Almira mendongak menatap Wisnu dengan sorot mata terkejut dan ikut berdiri juga. Mencoba menelisik maksud dari ucapan pria keras kepala di hadapannya itu.


“Pengakuan? Kau akan mengakui kesalahanmu?” tanya Almira meraih lengan Wisnu yang sudah melangkah ingin pergi.


“Tentu bukan kesalahanku saja, tapi kita,” sahut Wisnu tersenyum smirk ke arah Almira.


“Kita? Apa maksudmu kita? Kau memperkosaku,” tegas Almira bersungut menarik lengan Wisnu dengan kasar hingga tubuh Wisnu mundur selangkah tepat di samping gadis itu.


“Siapa yang akan percaya? Bukankah aku terlalu tampan untuk melakukan hal buruk seperti itu?” jawab Wisnu mendekatkan wajahnya ke arah Almira hingga gadis itu mundur dan melepaskan tangannya dari lengan Wisnu.


“Kau sangat aneh, dimana-mana pihak wanita yang menuntut untuk dinikahi, tapi kenapa kau malah yang ngebet ngajak nikah?” tanya Almira dengan suara menantang, tangannya bersedekap membuat Wisnu tersenyum tipis dengan gelengan kepalanya.


“Kau yang aneh, diberi pertanggungjawaban malah menolak, apa kau kurang sehat?” Wisnu menyentuh dahi Almira seperti mengecek suhu kewarasan gadis itu.


Dengan cepat Almira menepisnya dengan mata mendelik kesal. Gadis itu memandang Wisnu dengan wajah masih bersungut.


“Kau pilih mana? Menerima lamaranku dengan suka rela, atau rekaman yang sudah aku kirim ke nomormu aku berikan pada orang tuamu?” tanya Wisnu membalik badannya hingga berdiri berhadapan dengan Almira.


“Rekaman?” tanya Almira membulatkan matanya menatap Wisnu bingung tidak mengerti.


“Rekaman saat kita masuk ke Hotel malam itu.”


Fokus matanya mencari benda pipih yang mendapat kiriman dari Wisnu padanya. Setelah menyambar kasar dari atas meja, dia segera membuka pesan masuk dan mendapati nomor baru pengirim pesan video.


Rekaman apa yang dia maksud?


Batinnya menjadi gelisah, dia buka file video itu dan menampilkan rekaman cctv dimana dirinya sedang merangkul tubuh Wisnu dari koridor menuju lift. Tidak ada unsur pemaksaan sama sekali saat dirinya dan Wisnu masuk dalam ruangan kamar Hotel. Hanya sebuah tarikan lembut yang tidak dilawan olehnya. Terlihat seperti dirinya yang mengajak Wisnu ke dalam kamar.

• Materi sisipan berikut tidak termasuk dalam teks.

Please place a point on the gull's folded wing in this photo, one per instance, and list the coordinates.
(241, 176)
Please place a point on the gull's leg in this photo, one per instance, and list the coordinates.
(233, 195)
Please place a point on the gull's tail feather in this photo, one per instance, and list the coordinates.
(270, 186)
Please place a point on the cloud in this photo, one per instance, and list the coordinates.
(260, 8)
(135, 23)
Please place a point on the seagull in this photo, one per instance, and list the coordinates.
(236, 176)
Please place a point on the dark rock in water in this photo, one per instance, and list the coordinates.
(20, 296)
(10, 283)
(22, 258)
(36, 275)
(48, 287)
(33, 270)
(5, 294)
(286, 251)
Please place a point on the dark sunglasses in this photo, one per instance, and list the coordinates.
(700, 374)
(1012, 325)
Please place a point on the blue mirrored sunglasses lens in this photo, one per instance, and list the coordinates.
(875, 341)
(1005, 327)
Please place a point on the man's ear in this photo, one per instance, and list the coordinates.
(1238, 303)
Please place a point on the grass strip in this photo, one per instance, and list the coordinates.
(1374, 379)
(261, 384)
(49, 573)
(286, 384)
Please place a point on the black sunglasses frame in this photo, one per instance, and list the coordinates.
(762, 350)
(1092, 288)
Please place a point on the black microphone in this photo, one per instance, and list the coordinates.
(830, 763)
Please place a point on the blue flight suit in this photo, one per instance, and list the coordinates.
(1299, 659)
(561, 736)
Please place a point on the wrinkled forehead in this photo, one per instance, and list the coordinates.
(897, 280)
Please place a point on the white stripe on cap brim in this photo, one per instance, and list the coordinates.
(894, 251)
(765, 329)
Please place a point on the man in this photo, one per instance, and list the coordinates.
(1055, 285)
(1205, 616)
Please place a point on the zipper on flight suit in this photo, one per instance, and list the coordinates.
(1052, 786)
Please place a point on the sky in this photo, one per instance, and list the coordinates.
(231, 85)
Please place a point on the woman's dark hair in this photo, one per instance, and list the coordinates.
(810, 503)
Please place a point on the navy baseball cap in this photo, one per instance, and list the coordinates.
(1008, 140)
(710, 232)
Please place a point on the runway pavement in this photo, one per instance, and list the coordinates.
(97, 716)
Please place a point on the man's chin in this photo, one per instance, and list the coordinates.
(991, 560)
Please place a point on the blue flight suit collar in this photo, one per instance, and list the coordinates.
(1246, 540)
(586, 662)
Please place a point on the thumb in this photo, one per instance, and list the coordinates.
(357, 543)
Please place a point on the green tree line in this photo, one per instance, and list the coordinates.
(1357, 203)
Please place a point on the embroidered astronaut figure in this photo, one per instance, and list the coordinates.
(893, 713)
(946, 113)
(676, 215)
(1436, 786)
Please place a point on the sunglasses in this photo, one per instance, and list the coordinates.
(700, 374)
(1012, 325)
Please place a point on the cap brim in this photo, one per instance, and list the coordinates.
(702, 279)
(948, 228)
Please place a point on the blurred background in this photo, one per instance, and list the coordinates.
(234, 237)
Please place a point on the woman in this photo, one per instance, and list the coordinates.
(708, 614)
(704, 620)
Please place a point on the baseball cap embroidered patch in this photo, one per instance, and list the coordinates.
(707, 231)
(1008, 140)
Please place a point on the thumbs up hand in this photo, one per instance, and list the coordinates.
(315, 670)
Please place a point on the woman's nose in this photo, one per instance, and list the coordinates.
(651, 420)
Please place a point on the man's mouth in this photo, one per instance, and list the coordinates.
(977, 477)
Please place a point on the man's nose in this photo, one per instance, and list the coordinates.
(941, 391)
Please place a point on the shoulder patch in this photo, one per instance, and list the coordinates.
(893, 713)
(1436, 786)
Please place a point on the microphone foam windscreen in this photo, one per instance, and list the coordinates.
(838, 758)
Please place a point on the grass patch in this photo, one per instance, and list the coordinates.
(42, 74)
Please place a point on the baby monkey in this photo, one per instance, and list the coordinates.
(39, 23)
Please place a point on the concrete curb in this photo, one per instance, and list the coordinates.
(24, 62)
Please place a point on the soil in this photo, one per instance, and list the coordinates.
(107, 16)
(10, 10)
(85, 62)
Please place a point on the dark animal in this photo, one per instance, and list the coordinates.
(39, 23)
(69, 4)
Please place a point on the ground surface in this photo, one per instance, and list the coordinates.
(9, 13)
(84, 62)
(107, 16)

Almira segera melempar ponselnya ke atas kasur. Dia mengusap wajahnya dengan gelisah. Almira segera membetulkan rambutnya, mengikatnya kembali dan berjalan menuju tempat dimana Wisnu masih menunggunya di depan pintu teras samping rumahnya.


“Bagaimana, sudah kau buka?” tanya Wisnu membalik badan dan mendekati Almira yang berjalan dengan ragu.

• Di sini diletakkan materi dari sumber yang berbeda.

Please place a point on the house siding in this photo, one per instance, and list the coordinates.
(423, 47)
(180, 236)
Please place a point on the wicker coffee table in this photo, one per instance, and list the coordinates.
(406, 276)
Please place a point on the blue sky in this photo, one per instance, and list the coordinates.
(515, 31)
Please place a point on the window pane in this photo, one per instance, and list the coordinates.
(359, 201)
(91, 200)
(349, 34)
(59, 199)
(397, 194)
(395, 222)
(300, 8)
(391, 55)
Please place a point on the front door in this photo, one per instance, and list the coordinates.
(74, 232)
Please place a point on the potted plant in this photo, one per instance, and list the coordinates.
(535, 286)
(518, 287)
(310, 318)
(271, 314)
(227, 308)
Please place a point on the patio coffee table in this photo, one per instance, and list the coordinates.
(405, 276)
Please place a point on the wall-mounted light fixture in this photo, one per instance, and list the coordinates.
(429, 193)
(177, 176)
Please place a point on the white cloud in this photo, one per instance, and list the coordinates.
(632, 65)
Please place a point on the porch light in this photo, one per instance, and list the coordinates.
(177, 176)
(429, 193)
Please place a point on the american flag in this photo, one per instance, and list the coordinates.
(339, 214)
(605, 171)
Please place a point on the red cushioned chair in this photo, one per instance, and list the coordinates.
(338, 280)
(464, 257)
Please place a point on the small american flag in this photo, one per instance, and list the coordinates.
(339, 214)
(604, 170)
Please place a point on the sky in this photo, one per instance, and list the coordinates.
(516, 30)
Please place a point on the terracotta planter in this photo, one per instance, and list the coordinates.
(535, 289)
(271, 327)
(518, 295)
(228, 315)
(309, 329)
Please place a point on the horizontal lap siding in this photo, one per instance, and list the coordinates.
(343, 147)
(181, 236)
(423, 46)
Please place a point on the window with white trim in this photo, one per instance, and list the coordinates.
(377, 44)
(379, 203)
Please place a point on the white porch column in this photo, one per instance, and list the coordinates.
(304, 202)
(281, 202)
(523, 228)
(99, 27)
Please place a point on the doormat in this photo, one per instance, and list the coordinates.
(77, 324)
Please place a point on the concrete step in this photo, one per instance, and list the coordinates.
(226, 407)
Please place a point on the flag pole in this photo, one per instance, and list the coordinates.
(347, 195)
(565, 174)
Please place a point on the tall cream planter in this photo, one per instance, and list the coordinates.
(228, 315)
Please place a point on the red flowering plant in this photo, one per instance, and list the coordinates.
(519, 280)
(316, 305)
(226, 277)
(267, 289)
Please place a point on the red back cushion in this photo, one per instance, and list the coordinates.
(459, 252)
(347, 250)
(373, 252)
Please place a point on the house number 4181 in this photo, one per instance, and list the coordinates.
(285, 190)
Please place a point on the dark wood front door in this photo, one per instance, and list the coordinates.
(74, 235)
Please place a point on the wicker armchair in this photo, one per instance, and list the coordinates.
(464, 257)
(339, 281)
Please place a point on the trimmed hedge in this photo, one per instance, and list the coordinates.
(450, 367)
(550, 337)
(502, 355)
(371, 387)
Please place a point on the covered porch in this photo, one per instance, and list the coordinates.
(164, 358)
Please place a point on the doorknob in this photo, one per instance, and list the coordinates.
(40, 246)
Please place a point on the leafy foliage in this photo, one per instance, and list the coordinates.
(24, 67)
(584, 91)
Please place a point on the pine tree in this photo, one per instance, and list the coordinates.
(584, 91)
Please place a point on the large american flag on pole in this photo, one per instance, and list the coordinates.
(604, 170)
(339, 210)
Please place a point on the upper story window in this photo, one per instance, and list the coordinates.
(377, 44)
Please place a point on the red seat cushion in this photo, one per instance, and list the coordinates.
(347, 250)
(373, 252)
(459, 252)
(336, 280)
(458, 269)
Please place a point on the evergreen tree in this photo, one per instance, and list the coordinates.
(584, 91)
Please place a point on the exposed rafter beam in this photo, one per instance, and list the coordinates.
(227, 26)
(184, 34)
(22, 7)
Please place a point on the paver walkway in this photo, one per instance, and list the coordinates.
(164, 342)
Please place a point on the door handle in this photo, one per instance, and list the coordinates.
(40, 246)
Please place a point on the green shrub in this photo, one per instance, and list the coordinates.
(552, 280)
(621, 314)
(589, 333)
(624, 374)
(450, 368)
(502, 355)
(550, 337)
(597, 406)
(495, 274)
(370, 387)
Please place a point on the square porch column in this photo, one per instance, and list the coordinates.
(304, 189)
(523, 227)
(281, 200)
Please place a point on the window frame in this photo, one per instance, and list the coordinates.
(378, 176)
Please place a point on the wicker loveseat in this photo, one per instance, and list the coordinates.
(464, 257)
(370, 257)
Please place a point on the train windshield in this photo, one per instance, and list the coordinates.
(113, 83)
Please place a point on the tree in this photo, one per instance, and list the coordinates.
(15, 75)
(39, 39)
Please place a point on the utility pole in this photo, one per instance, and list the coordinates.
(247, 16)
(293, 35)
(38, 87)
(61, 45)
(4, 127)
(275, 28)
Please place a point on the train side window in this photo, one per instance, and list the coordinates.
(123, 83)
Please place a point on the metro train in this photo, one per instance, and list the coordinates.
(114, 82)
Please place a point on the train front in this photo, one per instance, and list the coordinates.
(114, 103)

“Aku …,” Almira masih menatap Wisnu ragu.


“Menikahlah denganku, Almira,” pinta Wisnu dengan mengulurkan sebuah benda berbentuk kotak kecil berwarna biru navy ke arah Almira.


“Aku sudah punya pacar,” jawab Almira menunduk mengamati kotak yang dibuka Wisnu di hadapannya itu.


“Karena pacarmu itu, makanya aku cepat datang untuk melamarmu, aku tidak mau dia lebih dulu melakukannya,” sahut Wisnu dengan suara tegas.


Dada Almira berdesir, memandang Wisnu sejenak. Sorot mata pria itu menampakkan keseriusan dalam ucapannya. Almira menjadi terintimidasi dan melepaskan pandangan dengan kembali menunduk, menatap kotak yang kini sudah terbuka dan menampakkan sebuah cincin berbentuk sederhana tapi manis baginya.


“Menerimaku dengan baik-baik atau orang tuamu bakal mendengar pengakuanku?” lontar Wisnu memiringkan kepalanya dengan senyuman.


“Kamu cowok res* ya ternyata? Tidak tahu malu,” decak Almira dengan bibir cemberut.


“Cowok res*? Kau lucu mengataiku dengan sebutan begitu.” Wisnu terkekeh merasa terhibur.


“Mau kemana?” Almira meraih kembali lengan Wisnu yang sepertinya hendak melangkah lagi menuju teras depan rumah. Wisnu menghentikan langkahnya.


“Melanjutkan misiku, menjadikan kamu istriku,” bisik Wisnu sembari menoleh, memperlihatkan kilatan sorot matanya menandakan sedang senang.

__ADS_1


“Isk!” Almira berdecak dengan bibir memberengut masih terlihat sangat menolak. Wisnu semakin merasa ingin tertawa.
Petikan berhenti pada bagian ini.